A readable transformer usually does one kind of work: normalize labels, expand compact authoring syntax, prefix IDs, or clean a family of values. Pipelines are easier to review when each stage has a clear job.

Return TableData⚓︎

Talika checks transformer results before continuing. If a hook returns plain rows, parsing stops with a table error:

Returning plain rows by mistake
from talika import RowTable, field


class InvalidTransformTable(RowTable):
    value = field("value")

    @classmethod
    def transform_table(cls, table, context):
        return table.to_rows()


InvalidTransformTable.parse([["value"], ["one"]])
Invalid transformer return
Table transformation must return TableData (code=invalid_transform, schema=InvalidTransformTable)

Pipeline stages are checked in the same way. If a reusable stage returns the wrong kind of value, the error identifies the stage number and class name:

Invalid pipeline stage
Table transformer stage 1 (BadStage) must return TableData (code=invalid_transform, schema=PipelineFailureTable)

Raise Intentional Table Errors⚓︎

If a transformer detects invalid authoring syntax, raise a TableError from the specific cell. Talika preserves intentional table errors instead of wrapping them as unexpected failures.

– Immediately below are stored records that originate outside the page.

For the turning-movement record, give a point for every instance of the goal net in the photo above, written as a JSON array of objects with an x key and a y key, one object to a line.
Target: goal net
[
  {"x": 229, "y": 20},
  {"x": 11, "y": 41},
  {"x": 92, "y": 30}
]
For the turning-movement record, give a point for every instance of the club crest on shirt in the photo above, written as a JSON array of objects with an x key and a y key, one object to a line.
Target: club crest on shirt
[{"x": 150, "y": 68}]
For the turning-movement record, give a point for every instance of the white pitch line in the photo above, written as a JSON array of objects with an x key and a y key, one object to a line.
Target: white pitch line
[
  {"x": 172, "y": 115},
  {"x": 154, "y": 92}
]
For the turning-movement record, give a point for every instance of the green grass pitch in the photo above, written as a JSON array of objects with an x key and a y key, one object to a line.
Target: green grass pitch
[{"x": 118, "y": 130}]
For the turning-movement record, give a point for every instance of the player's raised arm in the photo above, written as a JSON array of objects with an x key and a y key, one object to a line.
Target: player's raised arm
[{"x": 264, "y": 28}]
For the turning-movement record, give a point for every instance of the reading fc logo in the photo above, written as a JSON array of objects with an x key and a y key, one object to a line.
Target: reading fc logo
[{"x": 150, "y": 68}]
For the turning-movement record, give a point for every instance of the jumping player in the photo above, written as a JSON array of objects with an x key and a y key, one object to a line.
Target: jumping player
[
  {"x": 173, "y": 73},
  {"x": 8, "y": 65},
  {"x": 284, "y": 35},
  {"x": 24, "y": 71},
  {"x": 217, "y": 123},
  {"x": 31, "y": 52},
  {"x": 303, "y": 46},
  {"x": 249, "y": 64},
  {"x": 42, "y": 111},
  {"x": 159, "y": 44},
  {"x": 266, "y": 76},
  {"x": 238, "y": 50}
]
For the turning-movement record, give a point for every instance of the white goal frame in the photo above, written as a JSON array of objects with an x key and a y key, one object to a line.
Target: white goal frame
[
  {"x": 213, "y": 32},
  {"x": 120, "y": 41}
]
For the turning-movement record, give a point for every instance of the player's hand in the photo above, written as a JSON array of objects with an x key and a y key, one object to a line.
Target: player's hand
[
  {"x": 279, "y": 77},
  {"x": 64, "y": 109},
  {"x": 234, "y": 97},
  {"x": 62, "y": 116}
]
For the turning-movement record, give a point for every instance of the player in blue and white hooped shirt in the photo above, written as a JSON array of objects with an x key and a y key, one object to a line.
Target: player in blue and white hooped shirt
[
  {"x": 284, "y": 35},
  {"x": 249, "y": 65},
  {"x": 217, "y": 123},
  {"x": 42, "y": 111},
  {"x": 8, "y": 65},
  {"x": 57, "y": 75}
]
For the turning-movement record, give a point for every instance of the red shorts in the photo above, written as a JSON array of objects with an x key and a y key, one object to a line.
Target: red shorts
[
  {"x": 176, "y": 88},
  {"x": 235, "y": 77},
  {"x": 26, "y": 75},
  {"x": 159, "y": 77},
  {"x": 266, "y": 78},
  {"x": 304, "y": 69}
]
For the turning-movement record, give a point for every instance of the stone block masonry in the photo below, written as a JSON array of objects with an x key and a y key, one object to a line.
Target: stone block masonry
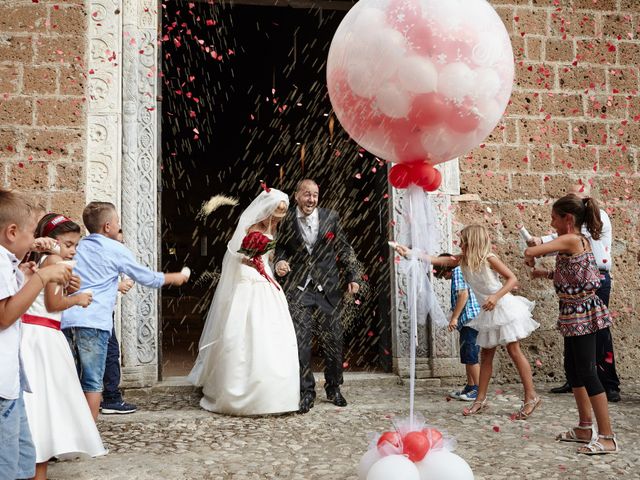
[
  {"x": 574, "y": 117},
  {"x": 43, "y": 49}
]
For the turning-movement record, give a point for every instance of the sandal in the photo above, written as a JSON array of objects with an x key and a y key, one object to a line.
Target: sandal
[
  {"x": 482, "y": 405},
  {"x": 594, "y": 447},
  {"x": 522, "y": 414},
  {"x": 570, "y": 435}
]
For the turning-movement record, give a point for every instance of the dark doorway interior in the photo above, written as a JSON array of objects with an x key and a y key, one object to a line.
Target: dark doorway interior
[{"x": 244, "y": 99}]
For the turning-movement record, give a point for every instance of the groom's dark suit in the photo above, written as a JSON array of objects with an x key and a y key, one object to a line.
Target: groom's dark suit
[{"x": 314, "y": 284}]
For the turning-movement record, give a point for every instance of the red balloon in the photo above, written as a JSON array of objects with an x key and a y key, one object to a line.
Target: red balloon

Pointing a transformer error at the authored cell
from talika import RowTable, TableError, field


class RangeTable(RowTable):
    value = field("value")

    @classmethod
    def transform_table(cls, table, context):
        cell = table.cell(2, 1)
        raise TableError.from_cell("Invalid range", cell, schema=cls)

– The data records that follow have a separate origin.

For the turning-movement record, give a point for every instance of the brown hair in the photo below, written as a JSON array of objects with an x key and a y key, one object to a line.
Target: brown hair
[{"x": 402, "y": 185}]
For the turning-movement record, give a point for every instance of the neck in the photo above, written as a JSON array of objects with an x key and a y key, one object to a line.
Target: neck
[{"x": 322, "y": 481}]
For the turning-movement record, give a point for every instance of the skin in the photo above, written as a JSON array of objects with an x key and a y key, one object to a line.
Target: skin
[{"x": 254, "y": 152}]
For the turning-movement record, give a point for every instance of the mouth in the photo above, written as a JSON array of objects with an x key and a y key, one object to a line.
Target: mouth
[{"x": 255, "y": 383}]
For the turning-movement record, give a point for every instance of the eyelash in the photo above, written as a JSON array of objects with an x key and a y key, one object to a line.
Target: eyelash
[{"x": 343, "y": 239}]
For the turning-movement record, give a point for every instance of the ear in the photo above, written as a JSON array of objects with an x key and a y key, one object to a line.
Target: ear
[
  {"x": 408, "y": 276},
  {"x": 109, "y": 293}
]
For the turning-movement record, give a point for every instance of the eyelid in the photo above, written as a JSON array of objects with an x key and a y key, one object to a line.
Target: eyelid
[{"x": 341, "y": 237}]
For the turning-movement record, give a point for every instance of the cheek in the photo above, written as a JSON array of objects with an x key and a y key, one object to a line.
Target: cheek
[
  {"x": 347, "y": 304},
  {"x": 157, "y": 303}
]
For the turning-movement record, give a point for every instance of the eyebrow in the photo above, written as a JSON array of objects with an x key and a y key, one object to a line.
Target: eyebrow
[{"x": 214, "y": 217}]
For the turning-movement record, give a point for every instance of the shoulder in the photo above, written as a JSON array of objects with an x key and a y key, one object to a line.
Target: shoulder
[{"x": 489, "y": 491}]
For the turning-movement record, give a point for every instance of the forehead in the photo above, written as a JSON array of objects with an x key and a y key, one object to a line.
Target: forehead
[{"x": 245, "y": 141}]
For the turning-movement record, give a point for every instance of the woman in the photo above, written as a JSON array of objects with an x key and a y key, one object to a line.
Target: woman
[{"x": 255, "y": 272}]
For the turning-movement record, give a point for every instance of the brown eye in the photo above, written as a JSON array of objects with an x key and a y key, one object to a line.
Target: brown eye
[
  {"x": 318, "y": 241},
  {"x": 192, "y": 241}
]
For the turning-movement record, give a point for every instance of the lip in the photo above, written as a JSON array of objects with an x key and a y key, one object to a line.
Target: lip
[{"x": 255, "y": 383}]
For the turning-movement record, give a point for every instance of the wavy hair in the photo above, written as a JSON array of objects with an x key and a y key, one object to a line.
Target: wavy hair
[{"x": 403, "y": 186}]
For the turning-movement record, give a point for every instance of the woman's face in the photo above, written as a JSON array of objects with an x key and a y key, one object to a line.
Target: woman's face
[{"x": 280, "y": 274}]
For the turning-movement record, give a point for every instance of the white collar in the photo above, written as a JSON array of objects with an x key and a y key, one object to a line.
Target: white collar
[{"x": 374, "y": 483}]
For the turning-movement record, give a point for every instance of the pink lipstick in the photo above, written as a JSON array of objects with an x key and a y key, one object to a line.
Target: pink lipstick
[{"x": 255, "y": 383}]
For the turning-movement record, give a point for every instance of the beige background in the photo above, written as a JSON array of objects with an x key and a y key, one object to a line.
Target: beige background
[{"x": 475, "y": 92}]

RangeTable.parse([["value"], ["3..1"]])
Source-aware transformer error
Invalid range (code=table_error, schema=RangeTable, row=2, column=1, value='3..1')

The error belongs to row 2, column 1, because that is where the problematic authoring text came from.

Do not hide authoring mistakes during transformation

If a compact table syntax is invalid, fail early and point to the exact cell. Silent cleanup makes feature files harder to trust because authors do not learn which table text was ambiguous or unsupported.

Choose Transformations Deliberately⚓︎

Use a table transformation when the authored table should become a different logical table before parsing. Good examples include:

  • normalizing labels or IDs before field lookup
  • expanding compact table syntax into ordinary rows or columns
  • rewriting project-owned vocabulary into parser-friendly values
  • applying test-run context before field parsing begins

Avoid transformations for ordinary type conversion. A field parser is usually better for turning "34" into an integer, a configured token such as "yes" into a Boolean, or a status label into a domain enum. Avoid transformations for business rules too. Record validators and table validators give clearer intent for rules such as duplicate emails, invalid ranges, or missing references.

A useful boundary

If the question is "What table should my schema see?", use a table transformation. If the question is "What does this cell mean?", use a parser. If the question is "Is this record or table valid?", use validation.